Mitt Romney wants to tell us he is just loaded with business experience, just the kind needed to run the country, 'cause don't you know, representing the diverse interests of the American people is incredibly similar to being chief vulture at Bain Capital. Only his huge ideological blind spot has kept him from realizing that the plunder and pillage known as private equity is not exactly endearing him to voters.

And about that one term as governor of Massachusetts? He has been running from that too. He wouldn't be if he were going after moderates or independents, but these are Republican primaries, so he wants the Republican base, the right wing of the right wing party, to forget what he said and did as governor, such as signing the Massachusetts health care insurance reform law, which provided near universal health care for citizens of that state.
 
Now there is one more item, one that I expected to come up sooner; his role as chief executive of the 2002 Winter Olympics Organizing Committee. Frankly I expected Romney to toot his horn a bit more on this. Isn't it a feather in his cap? More evidence of his organizational and leadership skills?

Maybe not, though I am not sure Romney is sufficiently self-aware to realize the ideological impasse any Republican would face once it was realized just how Romney financed the 2002 Winter Olympics in Salt Lake City.

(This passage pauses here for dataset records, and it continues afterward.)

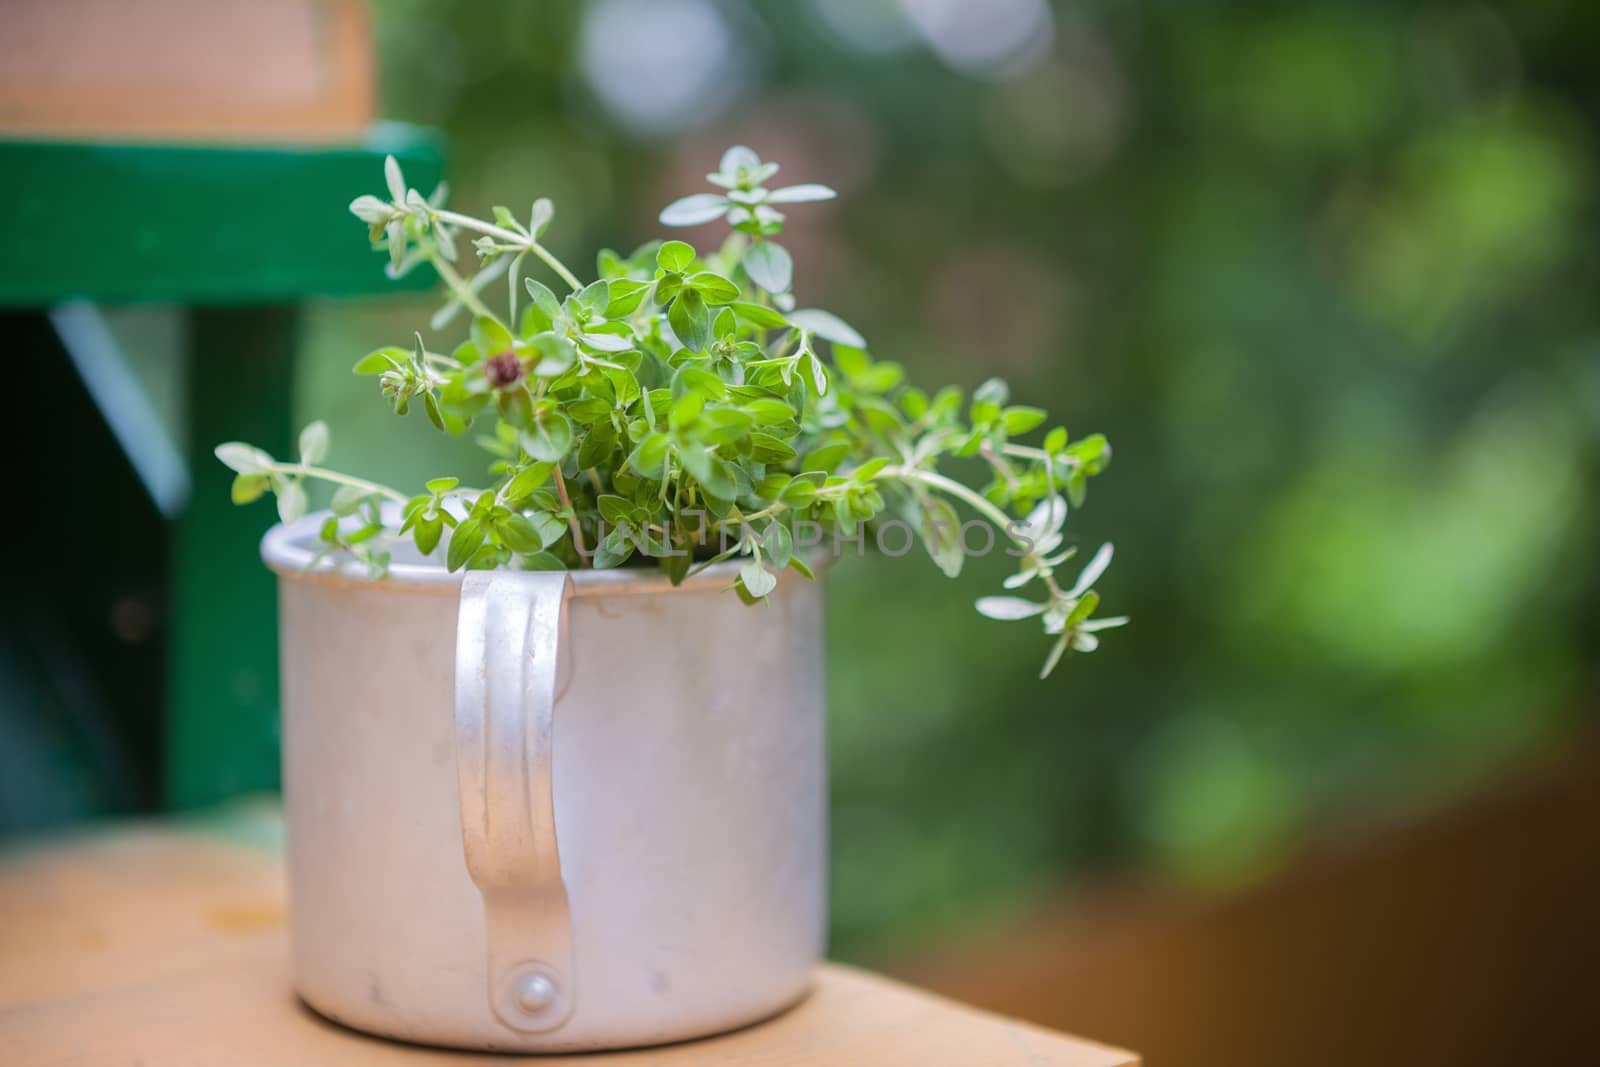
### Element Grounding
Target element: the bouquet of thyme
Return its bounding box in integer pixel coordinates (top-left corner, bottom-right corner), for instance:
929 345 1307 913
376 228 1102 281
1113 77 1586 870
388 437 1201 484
218 147 1125 676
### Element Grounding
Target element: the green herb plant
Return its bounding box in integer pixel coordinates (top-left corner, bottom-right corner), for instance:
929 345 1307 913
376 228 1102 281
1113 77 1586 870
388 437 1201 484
217 146 1126 675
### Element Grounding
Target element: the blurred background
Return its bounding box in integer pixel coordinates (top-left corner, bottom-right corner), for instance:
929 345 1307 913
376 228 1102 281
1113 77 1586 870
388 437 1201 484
3 1 1599 1063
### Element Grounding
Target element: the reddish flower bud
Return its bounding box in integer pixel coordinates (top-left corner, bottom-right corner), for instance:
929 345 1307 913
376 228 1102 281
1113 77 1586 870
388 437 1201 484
485 351 523 389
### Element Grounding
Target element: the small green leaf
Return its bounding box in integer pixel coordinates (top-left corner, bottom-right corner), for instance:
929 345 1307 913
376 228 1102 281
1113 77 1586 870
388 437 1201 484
401 494 430 523
657 240 696 273
1040 633 1071 679
786 308 863 347
718 145 762 180
850 457 890 482
531 332 577 376
659 193 730 227
750 433 797 463
597 494 633 525
577 421 618 469
493 205 521 231
669 390 705 429
779 479 817 508
447 517 485 572
669 289 712 352
566 397 613 424
1067 543 1114 598
1064 590 1100 629
498 514 545 554
579 331 634 353
731 302 788 329
700 407 753 445
503 463 553 501
663 549 692 586
680 446 736 499
677 366 727 399
604 279 651 318
801 441 849 473
1067 433 1112 474
628 432 671 478
974 596 1048 621
742 241 792 294
766 183 836 204
688 271 740 305
466 543 503 571
833 344 870 381
530 197 554 238
974 377 1010 407
755 473 793 499
805 350 828 396
920 496 963 578
763 522 795 568
524 278 563 320
384 154 407 201
747 397 796 424
1001 406 1047 435
349 194 392 224
230 473 269 505
592 526 636 569
1067 468 1088 508
215 443 274 475
353 347 407 375
277 480 307 524
574 279 611 319
471 316 514 356
330 484 366 515
522 410 574 463
414 512 444 555
740 559 778 599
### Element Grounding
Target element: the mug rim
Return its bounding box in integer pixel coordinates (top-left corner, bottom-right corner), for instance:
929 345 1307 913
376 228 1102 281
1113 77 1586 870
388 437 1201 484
261 508 813 597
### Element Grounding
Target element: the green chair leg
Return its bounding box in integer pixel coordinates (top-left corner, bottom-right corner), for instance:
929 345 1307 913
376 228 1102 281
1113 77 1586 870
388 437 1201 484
167 306 298 810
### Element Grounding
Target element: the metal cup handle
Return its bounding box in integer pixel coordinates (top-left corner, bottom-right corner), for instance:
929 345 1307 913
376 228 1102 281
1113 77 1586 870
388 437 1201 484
455 570 577 1033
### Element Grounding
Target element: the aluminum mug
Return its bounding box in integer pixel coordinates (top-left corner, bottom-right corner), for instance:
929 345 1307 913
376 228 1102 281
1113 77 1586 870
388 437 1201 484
263 511 826 1051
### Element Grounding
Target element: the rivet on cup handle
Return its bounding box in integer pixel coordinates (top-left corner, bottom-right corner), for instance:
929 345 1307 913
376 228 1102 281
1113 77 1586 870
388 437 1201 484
455 571 577 1033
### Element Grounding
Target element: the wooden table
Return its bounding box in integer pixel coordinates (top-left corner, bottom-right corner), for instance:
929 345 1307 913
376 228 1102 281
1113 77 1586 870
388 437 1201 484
0 815 1136 1066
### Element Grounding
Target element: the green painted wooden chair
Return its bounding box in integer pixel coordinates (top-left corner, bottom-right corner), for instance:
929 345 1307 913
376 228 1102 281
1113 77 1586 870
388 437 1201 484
0 126 444 818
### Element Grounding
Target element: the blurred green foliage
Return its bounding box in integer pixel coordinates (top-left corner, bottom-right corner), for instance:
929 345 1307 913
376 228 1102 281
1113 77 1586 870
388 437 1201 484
295 0 1600 958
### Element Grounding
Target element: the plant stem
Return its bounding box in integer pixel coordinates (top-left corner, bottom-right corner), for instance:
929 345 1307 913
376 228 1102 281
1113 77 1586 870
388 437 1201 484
889 467 1016 534
507 250 527 324
1001 442 1079 470
269 463 409 505
427 252 500 322
528 241 584 293
428 208 524 245
978 444 1020 494
550 466 591 564
706 479 856 533
1000 443 1050 462
429 208 584 292
887 465 1072 601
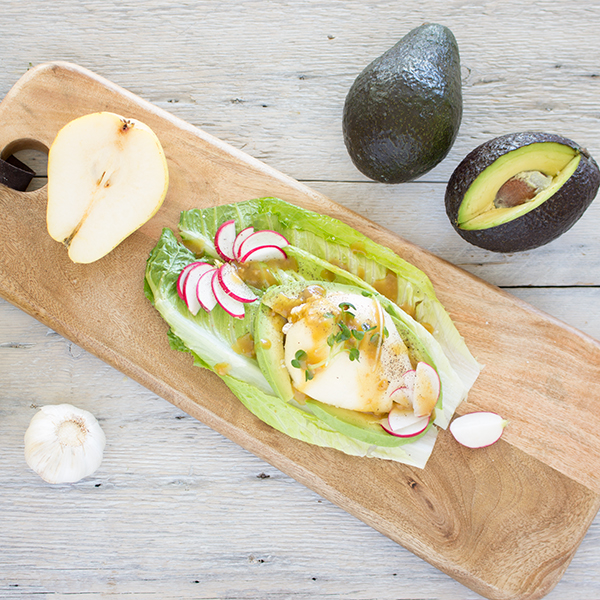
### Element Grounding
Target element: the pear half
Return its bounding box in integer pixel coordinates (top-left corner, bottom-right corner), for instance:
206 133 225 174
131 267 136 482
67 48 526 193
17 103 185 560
47 112 169 263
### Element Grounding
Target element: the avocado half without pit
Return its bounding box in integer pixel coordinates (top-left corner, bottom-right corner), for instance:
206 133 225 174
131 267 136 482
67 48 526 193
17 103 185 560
445 132 600 252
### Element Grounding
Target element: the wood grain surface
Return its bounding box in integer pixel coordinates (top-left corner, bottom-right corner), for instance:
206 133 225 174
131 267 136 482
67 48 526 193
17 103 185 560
1 3 600 600
1 59 600 600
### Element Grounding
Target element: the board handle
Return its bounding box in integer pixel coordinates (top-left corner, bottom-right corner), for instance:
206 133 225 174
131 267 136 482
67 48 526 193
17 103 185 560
0 138 48 192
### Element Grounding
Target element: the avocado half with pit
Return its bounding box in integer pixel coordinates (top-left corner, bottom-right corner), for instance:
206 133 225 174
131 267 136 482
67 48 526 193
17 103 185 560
445 132 600 252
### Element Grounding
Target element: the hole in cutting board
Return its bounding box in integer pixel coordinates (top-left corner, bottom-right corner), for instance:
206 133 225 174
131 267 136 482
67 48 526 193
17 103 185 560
1 138 49 192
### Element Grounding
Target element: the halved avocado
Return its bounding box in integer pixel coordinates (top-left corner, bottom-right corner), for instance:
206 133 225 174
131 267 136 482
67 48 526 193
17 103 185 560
445 132 600 252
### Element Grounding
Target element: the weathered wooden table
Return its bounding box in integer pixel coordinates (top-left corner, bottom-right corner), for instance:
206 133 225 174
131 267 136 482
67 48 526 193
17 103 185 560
1 1 600 599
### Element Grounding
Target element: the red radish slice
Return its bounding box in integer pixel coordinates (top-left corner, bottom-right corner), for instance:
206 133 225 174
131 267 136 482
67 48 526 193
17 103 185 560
389 386 412 408
412 362 441 417
450 412 508 449
184 263 215 315
387 405 423 432
217 263 257 303
177 262 201 301
196 267 218 312
381 414 429 438
233 226 254 260
240 245 287 263
214 219 237 261
402 369 417 391
211 270 245 319
238 230 288 259
389 369 417 407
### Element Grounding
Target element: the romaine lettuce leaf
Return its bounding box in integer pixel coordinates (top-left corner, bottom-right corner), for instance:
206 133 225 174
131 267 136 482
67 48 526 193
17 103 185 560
223 373 440 467
146 198 480 469
179 198 481 419
145 228 271 393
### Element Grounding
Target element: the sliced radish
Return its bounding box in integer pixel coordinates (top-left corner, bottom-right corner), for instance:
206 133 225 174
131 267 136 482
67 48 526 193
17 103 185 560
211 270 245 319
389 369 417 407
389 386 412 408
184 263 215 315
196 266 218 312
412 362 440 418
177 262 200 301
240 244 288 263
237 230 288 259
214 219 237 261
387 405 425 432
403 369 417 390
233 226 255 260
382 414 429 438
217 263 257 303
450 412 508 449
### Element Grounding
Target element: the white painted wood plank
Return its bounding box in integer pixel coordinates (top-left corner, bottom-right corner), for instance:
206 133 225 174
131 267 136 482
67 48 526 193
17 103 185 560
1 298 600 600
1 1 599 182
1 0 600 598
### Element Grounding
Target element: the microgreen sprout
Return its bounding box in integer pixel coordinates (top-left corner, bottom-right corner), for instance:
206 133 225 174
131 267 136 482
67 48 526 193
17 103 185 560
291 349 314 382
291 349 307 369
338 301 356 321
348 347 360 362
337 322 352 342
339 302 356 311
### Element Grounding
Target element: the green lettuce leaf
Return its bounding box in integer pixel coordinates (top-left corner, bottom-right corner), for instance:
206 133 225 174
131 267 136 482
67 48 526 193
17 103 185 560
222 374 439 467
179 198 481 423
145 228 270 393
146 198 480 469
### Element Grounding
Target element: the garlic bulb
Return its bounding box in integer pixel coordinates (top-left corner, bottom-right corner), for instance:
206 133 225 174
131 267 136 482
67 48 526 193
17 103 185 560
24 404 106 484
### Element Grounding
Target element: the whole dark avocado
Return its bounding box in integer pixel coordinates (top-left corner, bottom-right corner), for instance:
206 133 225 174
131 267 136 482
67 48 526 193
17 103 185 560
342 23 462 183
445 132 600 253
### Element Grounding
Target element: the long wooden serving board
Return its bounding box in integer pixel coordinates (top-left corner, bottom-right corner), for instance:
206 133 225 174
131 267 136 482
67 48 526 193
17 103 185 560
2 62 600 600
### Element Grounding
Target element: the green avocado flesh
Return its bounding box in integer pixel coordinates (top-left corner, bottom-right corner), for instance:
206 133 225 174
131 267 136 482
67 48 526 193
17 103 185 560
254 302 294 402
457 142 581 230
305 399 421 447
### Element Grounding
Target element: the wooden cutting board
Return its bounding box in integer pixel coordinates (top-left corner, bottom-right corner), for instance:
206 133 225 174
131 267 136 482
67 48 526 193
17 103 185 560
2 61 600 600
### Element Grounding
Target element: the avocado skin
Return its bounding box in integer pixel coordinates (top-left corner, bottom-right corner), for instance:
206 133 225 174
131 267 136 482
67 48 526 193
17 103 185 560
342 23 462 183
445 132 600 252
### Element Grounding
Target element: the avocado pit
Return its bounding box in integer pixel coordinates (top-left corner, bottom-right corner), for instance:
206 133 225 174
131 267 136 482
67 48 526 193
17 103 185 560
494 170 553 209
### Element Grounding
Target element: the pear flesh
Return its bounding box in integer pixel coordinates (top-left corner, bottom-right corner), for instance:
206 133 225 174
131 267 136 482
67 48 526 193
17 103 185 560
47 112 169 263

As the video below reveals, the 2002 Winter Olympics were not only frightfully expensive, much of the money came from taxpayers. And for me, the issue is not, in and of itself, that tax dollars were spent, though the amount, and what it bought certainly matter. The essential hypocrisy of Mitt Romney is his claim that the private sector does most everything better, that he has the requisite private sector chops--and rugged free market individualism to go with it-- and his increasing strident rant against the legitimacy of government. We must get government out of the way, he says, for this will unleash the private sector. 

Recall the 1984 games in Los Angeles, where the private sector played a major role, and the credit that was given to Peter Ueberroth for his ability to raise money from private donors. Instead, Romney lobbied the federal government, one then largely controlled by Republicans, for huge amounts of cash--from taxpayers-- to foot what proved to be a record-breaking tab. He gleefully boasts of it in the video, even while he chides others when they rely on government.

There is only thing Romney perhaps can boast, as he does in the video, and that is his lobbying skills at getting the federal government to give him huge amounts of money. He showed you can get a lot of things done if you can talk friends in Washington to pay for it. The Salt Lake City games were a success, but Romney is now reluctant to acknowledge that it was because the federal government bailed him out to the tune of $1.3 billion.